El 20 de enero pasado, el presidente Donald Trump redefinió la guerra contra las drogas a través de una orden ejecutiva que permite designar a los cárteles y otras organizaciones dedicadas al narcotráfico como terroristas sin que el Congreso tenga que aprobarlo. La decisión entraña un cambio de paradigma: se transforma en guerra contra el terrorismo y habilita la participación militar directa en el extranjero.
En cierta forma, es el reconocimiento del fracaso de una estrategia que no ha logrado disminuir el consumo ni desarticular los cárteles, que, por el contrario, han devenido en poderosas estructuras con capacidad para desestabilizar países. Esta circunstancia ha empujado a la Casa Blanca a escalar la estrategia a un plano diferente al habitual para combatir el crimen organizado. En otras palabras: ha dejado de ser un problema de policía. Es una consecuencia de los cambios cualitativos en el negocio, y de las nuevas realidades políticas y económicas mundiales.
De la marihuana a la cocaína y de la cocaína al fentanilo
El negocio ha mutado. Ya no estamos en los años setenta, cuando los contrabandistas norteamericanos venían al país a comprar marihuana, porque descubrieron que era un productor casi inagotable y de alta calidad, tal cual lo afirma James Henderson en su libro Víctima de la globalización. La historia de cómo el narcotráfico destruyó la paz de Colombia (Siglo del Hombre Editores, 2012). Ahora la marihuana se cultiva en 40 estados de la Unión. Es legal para uso recreativo en 24. En Colombia, sin embargo, sigue prohibida y combatirla demanda grandes costos en justicia y seguridad.
El desafío actual es el fentanilo. Una mercancía más adictiva y dañina que la cocaína y la heroína; un opioide sintético 50 y 100 veces más potente que la morfina, y la principal causa de muerte de estadounidenses entre los 18 y los 45 años, aproximadamente 100.000 personas al año.

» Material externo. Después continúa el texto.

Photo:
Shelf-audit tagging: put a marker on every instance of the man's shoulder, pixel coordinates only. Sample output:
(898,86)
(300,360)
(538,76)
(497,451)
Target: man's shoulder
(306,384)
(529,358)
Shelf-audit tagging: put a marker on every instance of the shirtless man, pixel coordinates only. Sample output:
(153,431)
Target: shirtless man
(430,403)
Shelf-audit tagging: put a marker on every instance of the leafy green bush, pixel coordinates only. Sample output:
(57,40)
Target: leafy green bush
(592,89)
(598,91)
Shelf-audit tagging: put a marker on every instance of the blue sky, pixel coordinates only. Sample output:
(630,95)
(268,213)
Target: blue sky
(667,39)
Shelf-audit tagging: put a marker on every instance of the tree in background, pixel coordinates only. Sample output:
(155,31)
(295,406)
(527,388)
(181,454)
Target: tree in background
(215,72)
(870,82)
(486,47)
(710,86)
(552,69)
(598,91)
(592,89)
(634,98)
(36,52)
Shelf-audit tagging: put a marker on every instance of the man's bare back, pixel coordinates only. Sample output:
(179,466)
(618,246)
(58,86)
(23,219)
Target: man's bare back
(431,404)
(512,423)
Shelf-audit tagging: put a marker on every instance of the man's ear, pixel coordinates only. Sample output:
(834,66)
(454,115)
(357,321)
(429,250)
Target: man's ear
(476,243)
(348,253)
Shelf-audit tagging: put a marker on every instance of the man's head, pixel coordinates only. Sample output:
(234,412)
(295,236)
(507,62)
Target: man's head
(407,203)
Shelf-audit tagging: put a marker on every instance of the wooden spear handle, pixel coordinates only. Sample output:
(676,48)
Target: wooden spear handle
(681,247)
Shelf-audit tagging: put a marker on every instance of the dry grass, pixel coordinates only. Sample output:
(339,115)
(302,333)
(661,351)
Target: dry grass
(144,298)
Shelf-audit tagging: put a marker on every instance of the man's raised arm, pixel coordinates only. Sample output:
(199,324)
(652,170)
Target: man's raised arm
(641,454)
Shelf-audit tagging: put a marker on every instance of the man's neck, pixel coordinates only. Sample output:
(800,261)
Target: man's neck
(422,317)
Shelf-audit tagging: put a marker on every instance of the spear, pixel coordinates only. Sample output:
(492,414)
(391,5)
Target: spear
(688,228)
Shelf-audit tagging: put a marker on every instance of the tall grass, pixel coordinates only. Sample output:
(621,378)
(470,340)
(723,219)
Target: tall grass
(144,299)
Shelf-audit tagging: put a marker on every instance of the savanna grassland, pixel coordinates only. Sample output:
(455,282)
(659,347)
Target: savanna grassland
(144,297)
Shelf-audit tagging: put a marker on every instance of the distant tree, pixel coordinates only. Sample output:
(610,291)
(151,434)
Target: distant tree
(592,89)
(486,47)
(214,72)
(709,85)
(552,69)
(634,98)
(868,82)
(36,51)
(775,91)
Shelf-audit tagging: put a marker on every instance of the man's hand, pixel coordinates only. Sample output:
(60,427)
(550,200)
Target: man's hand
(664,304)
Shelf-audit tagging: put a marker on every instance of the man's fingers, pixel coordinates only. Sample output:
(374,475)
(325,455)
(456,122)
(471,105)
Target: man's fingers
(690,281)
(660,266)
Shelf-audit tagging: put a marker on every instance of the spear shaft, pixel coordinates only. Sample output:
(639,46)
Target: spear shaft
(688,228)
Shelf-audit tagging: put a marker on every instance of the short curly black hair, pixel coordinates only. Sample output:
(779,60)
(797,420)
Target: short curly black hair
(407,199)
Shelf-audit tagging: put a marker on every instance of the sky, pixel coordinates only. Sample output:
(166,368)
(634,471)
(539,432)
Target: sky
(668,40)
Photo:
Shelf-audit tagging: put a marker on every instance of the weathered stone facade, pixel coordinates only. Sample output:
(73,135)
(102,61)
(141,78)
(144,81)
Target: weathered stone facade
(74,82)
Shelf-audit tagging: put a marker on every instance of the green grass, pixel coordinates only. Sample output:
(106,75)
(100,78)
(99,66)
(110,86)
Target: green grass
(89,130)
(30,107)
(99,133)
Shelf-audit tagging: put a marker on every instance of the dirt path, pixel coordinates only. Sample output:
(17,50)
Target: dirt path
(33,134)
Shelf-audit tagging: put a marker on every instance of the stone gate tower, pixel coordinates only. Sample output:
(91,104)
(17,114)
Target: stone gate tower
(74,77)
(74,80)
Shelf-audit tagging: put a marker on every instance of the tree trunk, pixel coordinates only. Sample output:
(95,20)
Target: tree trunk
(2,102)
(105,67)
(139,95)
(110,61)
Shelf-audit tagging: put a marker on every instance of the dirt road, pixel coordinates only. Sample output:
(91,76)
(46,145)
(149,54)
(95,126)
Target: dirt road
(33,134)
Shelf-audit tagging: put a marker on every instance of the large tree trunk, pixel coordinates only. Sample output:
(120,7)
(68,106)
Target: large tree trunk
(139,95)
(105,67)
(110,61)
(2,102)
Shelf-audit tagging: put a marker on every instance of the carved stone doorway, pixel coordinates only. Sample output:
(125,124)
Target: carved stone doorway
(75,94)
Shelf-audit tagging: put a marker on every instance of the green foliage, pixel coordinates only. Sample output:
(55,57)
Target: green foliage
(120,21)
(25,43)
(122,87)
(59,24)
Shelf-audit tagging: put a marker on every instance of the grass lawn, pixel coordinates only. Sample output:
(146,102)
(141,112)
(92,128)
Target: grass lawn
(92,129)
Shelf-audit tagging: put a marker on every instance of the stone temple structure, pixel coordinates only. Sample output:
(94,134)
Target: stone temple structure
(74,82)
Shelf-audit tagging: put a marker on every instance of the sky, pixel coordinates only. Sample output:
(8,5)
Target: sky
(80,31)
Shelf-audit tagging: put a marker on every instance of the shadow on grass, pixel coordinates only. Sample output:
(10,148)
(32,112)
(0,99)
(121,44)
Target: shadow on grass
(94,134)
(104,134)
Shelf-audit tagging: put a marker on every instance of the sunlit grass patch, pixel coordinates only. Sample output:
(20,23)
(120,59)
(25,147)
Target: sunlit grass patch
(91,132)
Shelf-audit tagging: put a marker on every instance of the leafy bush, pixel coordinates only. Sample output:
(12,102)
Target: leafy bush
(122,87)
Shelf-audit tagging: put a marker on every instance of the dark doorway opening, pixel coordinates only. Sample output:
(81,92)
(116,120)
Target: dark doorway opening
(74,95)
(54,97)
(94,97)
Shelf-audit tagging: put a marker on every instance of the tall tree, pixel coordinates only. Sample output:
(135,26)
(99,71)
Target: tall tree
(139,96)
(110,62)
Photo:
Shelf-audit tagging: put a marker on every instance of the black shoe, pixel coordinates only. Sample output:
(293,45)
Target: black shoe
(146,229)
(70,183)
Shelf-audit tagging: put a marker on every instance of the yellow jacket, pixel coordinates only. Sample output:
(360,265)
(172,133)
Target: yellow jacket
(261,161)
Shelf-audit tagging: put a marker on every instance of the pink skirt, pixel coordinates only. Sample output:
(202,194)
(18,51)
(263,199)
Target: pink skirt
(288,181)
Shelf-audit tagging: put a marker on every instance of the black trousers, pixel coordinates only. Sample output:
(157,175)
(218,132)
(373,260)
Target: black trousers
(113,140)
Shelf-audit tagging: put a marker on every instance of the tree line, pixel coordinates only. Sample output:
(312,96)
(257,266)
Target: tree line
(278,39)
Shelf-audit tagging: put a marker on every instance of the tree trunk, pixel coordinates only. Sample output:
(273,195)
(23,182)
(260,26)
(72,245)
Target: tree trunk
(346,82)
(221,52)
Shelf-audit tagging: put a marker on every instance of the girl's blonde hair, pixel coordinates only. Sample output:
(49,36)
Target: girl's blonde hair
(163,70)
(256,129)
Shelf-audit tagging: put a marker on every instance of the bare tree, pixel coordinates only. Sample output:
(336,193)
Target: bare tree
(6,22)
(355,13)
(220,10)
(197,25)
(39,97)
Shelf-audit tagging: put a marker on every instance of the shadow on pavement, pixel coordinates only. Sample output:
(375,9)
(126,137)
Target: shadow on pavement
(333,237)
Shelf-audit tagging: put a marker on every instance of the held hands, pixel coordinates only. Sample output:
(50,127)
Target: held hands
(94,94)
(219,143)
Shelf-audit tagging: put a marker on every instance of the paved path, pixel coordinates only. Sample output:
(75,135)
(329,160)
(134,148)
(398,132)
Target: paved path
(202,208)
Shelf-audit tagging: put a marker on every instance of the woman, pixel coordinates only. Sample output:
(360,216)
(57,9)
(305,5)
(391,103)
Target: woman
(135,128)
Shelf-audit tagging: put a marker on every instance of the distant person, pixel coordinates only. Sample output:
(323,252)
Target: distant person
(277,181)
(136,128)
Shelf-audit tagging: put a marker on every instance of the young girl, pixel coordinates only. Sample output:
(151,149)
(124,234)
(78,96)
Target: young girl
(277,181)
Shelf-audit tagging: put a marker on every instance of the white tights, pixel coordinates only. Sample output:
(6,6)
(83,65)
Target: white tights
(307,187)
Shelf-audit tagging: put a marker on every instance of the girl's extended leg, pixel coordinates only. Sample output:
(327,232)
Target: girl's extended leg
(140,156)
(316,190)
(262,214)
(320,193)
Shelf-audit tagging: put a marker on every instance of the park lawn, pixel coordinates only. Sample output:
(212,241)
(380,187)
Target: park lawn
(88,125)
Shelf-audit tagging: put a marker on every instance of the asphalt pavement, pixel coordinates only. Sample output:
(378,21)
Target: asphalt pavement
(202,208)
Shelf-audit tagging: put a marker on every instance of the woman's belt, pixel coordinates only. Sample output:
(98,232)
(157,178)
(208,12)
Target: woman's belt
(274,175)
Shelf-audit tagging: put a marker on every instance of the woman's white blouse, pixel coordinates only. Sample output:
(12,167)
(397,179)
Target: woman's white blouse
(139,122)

En 2011, según la DEA, los fallecimientos por esta sustancia fueron 2.666. Se produce dentro y fuera de Estados Unidos, principalmente en China. Es legítima, pues, la preocupación de la administración Trump.
En febrero de este año, el Departamento de Estado designó como terroristas a varias organizaciones de narcotraficantes mexicanos; igualmente, al Tren de Aragua de Venezuela y a la Mara Salvatrucha (MS-13) en El Salvador. Y, a comienzos de septiembre, el secretario de Estado Marco Rubio fustigó a la Organización de las Naciones Unidas (ONU) y arremetió contra Nicolás Maduro: “Dicen que Venezuela no está envuelta en el tráfico de drogas porque Naciones Unidas dice que no lo está. ¡Pero no me importa lo que dice la ONU! ¡Porque la ONU no sabe lo que está diciendo! Maduro está acusado por un gran jurado del distrito sur de Nueva York. (…) No existe duda de que Maduro es un narcotraficante”.

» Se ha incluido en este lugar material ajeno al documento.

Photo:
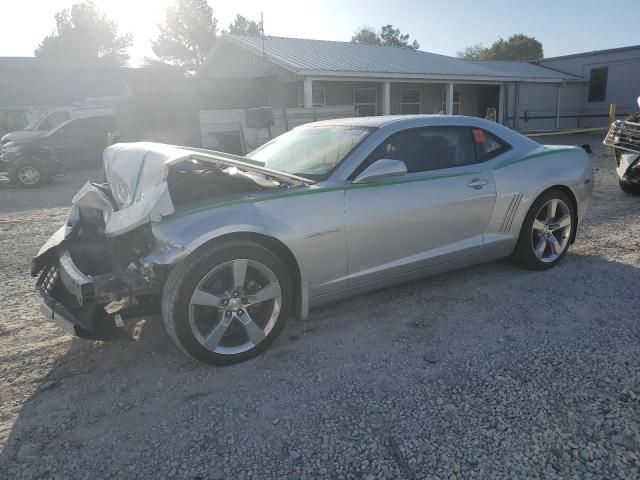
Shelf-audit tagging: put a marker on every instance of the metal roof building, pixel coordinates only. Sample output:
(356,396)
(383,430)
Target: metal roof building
(294,72)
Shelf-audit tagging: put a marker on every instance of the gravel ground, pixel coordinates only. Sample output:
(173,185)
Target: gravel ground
(490,372)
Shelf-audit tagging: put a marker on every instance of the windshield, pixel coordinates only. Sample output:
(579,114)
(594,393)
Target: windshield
(34,122)
(311,152)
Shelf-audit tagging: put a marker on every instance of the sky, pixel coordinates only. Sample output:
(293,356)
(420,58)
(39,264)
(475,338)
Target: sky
(445,27)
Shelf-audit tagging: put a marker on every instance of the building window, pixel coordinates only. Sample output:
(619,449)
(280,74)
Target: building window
(410,101)
(318,97)
(457,101)
(598,84)
(366,101)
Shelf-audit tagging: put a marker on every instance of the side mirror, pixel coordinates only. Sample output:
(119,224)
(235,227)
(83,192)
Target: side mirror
(381,169)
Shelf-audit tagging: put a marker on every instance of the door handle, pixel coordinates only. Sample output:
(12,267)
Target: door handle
(477,183)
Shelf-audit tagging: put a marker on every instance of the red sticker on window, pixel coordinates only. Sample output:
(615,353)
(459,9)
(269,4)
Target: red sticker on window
(478,135)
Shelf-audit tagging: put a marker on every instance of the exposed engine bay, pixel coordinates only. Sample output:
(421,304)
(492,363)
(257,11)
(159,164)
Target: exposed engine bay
(99,267)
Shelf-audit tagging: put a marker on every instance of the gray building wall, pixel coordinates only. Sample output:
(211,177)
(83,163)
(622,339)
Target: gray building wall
(342,93)
(623,83)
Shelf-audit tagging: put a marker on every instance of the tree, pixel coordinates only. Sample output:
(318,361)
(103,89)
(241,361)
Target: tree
(85,34)
(187,34)
(392,37)
(366,36)
(517,47)
(388,37)
(474,52)
(243,26)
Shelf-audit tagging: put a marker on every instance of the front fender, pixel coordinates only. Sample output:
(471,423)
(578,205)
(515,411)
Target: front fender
(181,234)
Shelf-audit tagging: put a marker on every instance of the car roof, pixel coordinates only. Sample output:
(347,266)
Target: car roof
(409,120)
(399,122)
(80,119)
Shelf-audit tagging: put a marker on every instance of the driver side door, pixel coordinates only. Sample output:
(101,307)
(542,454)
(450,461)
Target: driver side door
(437,212)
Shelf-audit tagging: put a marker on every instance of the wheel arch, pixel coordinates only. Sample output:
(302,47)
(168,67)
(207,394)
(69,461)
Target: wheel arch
(284,253)
(574,203)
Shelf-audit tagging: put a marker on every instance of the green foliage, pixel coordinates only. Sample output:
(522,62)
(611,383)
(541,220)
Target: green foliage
(187,34)
(243,26)
(517,47)
(85,35)
(388,37)
(473,52)
(366,36)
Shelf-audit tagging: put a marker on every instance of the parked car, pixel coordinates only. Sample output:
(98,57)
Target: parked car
(51,119)
(624,138)
(30,162)
(228,247)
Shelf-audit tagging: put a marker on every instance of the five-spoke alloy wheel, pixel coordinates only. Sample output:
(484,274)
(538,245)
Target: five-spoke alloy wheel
(547,231)
(227,303)
(551,230)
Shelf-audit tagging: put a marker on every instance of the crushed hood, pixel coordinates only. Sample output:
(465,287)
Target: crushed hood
(137,174)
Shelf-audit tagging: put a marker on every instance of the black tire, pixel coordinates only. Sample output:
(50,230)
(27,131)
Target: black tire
(184,279)
(37,168)
(524,252)
(629,187)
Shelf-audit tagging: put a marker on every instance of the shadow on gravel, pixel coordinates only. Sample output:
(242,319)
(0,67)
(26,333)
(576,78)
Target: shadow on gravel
(358,358)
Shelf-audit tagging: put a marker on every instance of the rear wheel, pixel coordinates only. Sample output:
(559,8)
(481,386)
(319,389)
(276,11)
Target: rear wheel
(546,231)
(631,188)
(227,303)
(29,172)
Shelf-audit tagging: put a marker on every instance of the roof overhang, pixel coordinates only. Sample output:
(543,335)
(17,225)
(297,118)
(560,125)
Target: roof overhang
(370,76)
(427,77)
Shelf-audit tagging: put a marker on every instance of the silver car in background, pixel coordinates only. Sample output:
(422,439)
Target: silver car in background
(227,248)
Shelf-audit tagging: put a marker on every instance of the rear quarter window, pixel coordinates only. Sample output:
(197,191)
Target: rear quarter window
(488,145)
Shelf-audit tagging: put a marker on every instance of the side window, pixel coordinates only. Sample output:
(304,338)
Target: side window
(488,145)
(53,120)
(429,148)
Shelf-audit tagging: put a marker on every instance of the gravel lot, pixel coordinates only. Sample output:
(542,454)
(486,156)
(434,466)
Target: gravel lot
(490,372)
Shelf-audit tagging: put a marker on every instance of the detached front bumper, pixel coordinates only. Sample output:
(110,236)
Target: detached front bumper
(89,299)
(67,298)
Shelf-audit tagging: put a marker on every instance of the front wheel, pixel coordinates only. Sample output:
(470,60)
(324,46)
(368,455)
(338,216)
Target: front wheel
(29,173)
(546,231)
(631,188)
(227,303)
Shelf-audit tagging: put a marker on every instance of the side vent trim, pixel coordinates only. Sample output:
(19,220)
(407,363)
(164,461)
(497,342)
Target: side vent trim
(511,213)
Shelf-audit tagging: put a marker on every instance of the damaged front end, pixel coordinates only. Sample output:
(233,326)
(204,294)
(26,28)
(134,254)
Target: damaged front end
(624,138)
(102,265)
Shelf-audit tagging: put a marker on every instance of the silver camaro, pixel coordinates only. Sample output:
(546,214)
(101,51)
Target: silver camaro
(228,247)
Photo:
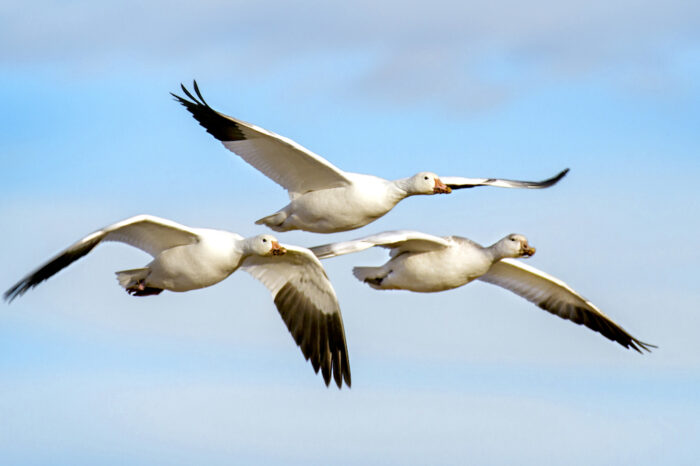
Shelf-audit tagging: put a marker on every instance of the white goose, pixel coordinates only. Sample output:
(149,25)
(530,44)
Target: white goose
(190,258)
(324,198)
(426,263)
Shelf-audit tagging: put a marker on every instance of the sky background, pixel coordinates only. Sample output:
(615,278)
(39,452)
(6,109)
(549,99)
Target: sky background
(89,135)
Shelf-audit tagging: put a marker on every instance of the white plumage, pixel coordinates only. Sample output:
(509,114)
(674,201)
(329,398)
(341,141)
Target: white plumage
(323,198)
(425,263)
(187,258)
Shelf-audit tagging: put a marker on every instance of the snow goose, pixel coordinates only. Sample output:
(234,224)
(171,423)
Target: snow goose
(426,263)
(187,258)
(323,198)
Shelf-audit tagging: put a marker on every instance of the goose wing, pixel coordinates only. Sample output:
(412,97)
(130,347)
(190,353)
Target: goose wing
(309,307)
(398,241)
(150,234)
(456,182)
(284,161)
(555,296)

Este nuevo enfoque endurece el relacionamiento con América Latina, especialmente con México, Colombia —a la que acaba de descertificar, pese a no ser un productor ni un comercializador de fentanilo— y Venezuela. El pretexto para intervenir en la patria de Bolívar ya no sería la ilegitimidad del gobierno —derivada de las artimañas y falsedades electorales— y la defensa de la democracia, como durante el primer mandato de Trump, cuando reconoció al gobierno de Juan Guaidó. Maduro está acusado de brindar refugio a terroristas colombianos de las llamadas disidencias de las FARC y del ELN, y de tener vínculos con terroristas internacionales.